I first encountered the idea of frozen scones on vacation in Michigan. The Lake Street Market in Boyne City, MI sells rolls of their delicious apple walnut scones (and about a million other varieties) already frozen. What better for a summer lake house than a few scones in the freezer, just waiting to bake up and lure you to the breakfast table?
Scones are ideal to freeze because of their low moisture content: the dough is more similar to cookie dough than say, muffin batter, and freezes without undergoing too many funky changes. Scones work best frozen in individual portions — triangles, biscuit shaped, or whatever suits your mood. Now, what makes a frozen scone really blossom is the finishing touches. We always brush ours with a bit of cream and sprinkle with sugar so the tops brown and sparkle.
Freezing scones before baking makes for a fresher reheating experience than freezing them straight from the bakery. Depending on how many you plan on baking at once, freeze scones one by one in foil and plastic wrap, or freeze the whole batch on a baking tray and combine in a heavy duty plastic freezer bag once frozen.
Take scones out of the freezer when the oven is preheating. Place them on buttered baking sheets (or sheets lined with Silpat) and brush with cream and sprinkle with sugar. If the recipe calls for a glaze, keep with the instructions and hold off until they come out of the oven. By the time the oven warms, the scones will have lost some of their chill -- there's no need to thaw them. Bake as directed and keep an eye on them because the baking time will vary.
Here are some scone recipes just begging to be frozen for a rainy Sunday morning:
• Apricot Yogurt Scones
• Honeyed Grapefruit Oat Scones
• Banana Bread Scones with Brown Sugar Glaze
• Fresh Cranberry Scones
Related: Breakfast on the Go: Scones
(Images: Flickr user whitneyinchicago licensed for use under Creative Commons)
TW Salt Mill by Wil...

You can do this with muffins, too. Line muffin tins, fill with muffin batter, freeze, then pop the frozen muffins out of the tin and put in a bag. What I love about this (and am sure I will love about the scones) is that I can make just what I need for one morning.

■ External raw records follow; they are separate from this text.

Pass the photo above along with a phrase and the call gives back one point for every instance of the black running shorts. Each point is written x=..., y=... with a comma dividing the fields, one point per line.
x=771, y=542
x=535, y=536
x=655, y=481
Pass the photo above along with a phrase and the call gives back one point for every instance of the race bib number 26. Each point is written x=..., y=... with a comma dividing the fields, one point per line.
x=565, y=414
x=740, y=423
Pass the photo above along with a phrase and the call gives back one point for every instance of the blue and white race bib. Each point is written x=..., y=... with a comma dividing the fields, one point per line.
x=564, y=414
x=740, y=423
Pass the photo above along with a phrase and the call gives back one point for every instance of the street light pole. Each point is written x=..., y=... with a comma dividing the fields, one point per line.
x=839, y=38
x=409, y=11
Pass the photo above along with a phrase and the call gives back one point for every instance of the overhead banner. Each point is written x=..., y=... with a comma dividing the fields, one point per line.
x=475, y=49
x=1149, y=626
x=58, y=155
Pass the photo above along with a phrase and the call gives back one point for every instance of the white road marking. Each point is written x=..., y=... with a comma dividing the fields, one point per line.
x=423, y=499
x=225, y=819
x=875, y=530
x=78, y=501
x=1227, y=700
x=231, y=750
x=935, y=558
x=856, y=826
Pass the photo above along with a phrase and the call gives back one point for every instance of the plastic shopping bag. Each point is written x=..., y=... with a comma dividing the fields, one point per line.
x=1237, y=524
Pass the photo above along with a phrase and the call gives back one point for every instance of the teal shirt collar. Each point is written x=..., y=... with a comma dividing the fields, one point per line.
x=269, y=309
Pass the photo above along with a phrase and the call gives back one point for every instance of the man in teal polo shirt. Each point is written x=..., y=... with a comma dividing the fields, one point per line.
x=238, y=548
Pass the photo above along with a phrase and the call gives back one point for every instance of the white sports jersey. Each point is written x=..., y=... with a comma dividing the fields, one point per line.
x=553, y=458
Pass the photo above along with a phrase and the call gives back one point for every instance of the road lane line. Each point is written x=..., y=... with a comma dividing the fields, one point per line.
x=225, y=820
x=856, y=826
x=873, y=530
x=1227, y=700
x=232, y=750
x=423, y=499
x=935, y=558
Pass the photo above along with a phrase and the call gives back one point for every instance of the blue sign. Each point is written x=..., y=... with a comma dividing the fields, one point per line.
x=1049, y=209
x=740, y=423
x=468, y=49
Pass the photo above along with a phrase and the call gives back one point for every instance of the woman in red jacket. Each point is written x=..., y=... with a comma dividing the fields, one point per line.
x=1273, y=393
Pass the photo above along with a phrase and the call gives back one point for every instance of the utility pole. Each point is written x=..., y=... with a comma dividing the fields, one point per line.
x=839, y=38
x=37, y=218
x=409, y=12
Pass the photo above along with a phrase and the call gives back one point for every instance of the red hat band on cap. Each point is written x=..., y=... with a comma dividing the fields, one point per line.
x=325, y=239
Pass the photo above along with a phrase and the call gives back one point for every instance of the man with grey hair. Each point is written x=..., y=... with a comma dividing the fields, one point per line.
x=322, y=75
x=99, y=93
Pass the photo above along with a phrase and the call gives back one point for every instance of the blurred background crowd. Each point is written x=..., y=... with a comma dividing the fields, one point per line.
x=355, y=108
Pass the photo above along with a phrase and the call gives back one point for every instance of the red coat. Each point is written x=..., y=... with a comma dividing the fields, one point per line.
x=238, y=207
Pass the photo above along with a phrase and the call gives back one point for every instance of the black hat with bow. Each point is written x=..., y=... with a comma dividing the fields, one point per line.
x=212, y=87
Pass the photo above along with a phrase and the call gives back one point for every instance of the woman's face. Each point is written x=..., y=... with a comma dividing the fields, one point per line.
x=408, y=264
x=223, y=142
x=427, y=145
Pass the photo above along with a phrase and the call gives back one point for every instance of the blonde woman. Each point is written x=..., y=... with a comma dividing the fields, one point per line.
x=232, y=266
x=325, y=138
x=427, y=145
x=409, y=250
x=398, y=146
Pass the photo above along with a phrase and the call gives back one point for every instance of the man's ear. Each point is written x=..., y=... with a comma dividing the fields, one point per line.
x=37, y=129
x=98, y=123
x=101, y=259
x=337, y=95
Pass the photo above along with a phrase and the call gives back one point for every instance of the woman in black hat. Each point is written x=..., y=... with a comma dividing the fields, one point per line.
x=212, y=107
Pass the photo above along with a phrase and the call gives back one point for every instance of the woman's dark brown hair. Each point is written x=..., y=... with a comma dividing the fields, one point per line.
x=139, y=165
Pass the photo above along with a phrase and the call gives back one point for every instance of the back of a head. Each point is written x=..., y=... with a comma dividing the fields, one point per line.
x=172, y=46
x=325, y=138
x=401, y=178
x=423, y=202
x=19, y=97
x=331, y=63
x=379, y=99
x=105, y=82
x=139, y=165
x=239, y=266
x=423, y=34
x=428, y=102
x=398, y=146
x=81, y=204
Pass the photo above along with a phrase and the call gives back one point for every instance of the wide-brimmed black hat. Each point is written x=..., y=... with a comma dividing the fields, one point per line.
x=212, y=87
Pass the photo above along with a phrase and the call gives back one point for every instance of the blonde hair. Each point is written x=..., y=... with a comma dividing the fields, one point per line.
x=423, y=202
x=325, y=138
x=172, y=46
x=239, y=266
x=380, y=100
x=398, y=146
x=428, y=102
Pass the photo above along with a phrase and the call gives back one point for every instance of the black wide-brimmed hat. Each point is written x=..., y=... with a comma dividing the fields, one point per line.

I do this with buttermilk biscuits, which is SO handy and great to have fresh-baked ones on a weekday morning. As noted above, I don't thaw--although I do find they usually take a couple minutes longer in the oven than the non-frozen baking time. My go-to scone recipe is for drop scones, and the batter is quite wet, so I only ever freeze those after baking. But very intrigued by Superdewa's comment above--great tip! I'll have to try that, both with muffins and my drop scones...
This is my FAVORITE breakfast - there's nothing better than getting the coffee started, hopping in the shower, and emerging with breakfast warm and toasty and waiting for you in the oven. Some coffee and fruit and I'm a very happy gal!
My favorite scone recipe is Smitten Kitchen's Oat and Maple Syrup Scones. It's hearty and freezes beautifully!
i would like to know what kind of scones are featured in the picture? they look delicious!
I love Lake Street Market! Each summer these are staples on the breakfast table of my friend's cottage. This year I ordered some to enjoy at Christmas. As I live nowhere near Boyne City I had them sent to my house. They were very nicely packaged, still frozen when they arrived. Delicious! I ordered 1 sweet (apple walnut) and 1 savory (ham and cheese)...Each log can be sliced into 6-8 pieces....My mouth is watering just writing about them!
awesome picture! these look so flaky and heavenly..
I freeze the unbaked dough - and bake later. "Prebaked" dough sounds to me like something that's been partially baked. which messes up cooking times no end.
After reading the article, the title is confusing - maybe it meant to say "pre-made?" I do the same as Aperocot when I make cream scones - make the dough, cut, and freeze, and just add a few minutes to the baking time when baking from frozen. They turn out perfectly. Muffins, on the other hand, I actually find turn out better if frozen after they're baked and just rewarmed as needed (same goes with any other quick bread).
I have to say that I prefer to freeze scones after baking. I've found freezing the dough unbaked really kills the texture.
I love this in theory, but whenever I make anything I want to eat it RIGHT NOW. I'll continue to be the kind of person who only fantasizes about having unbaked dough waiting in her freezer.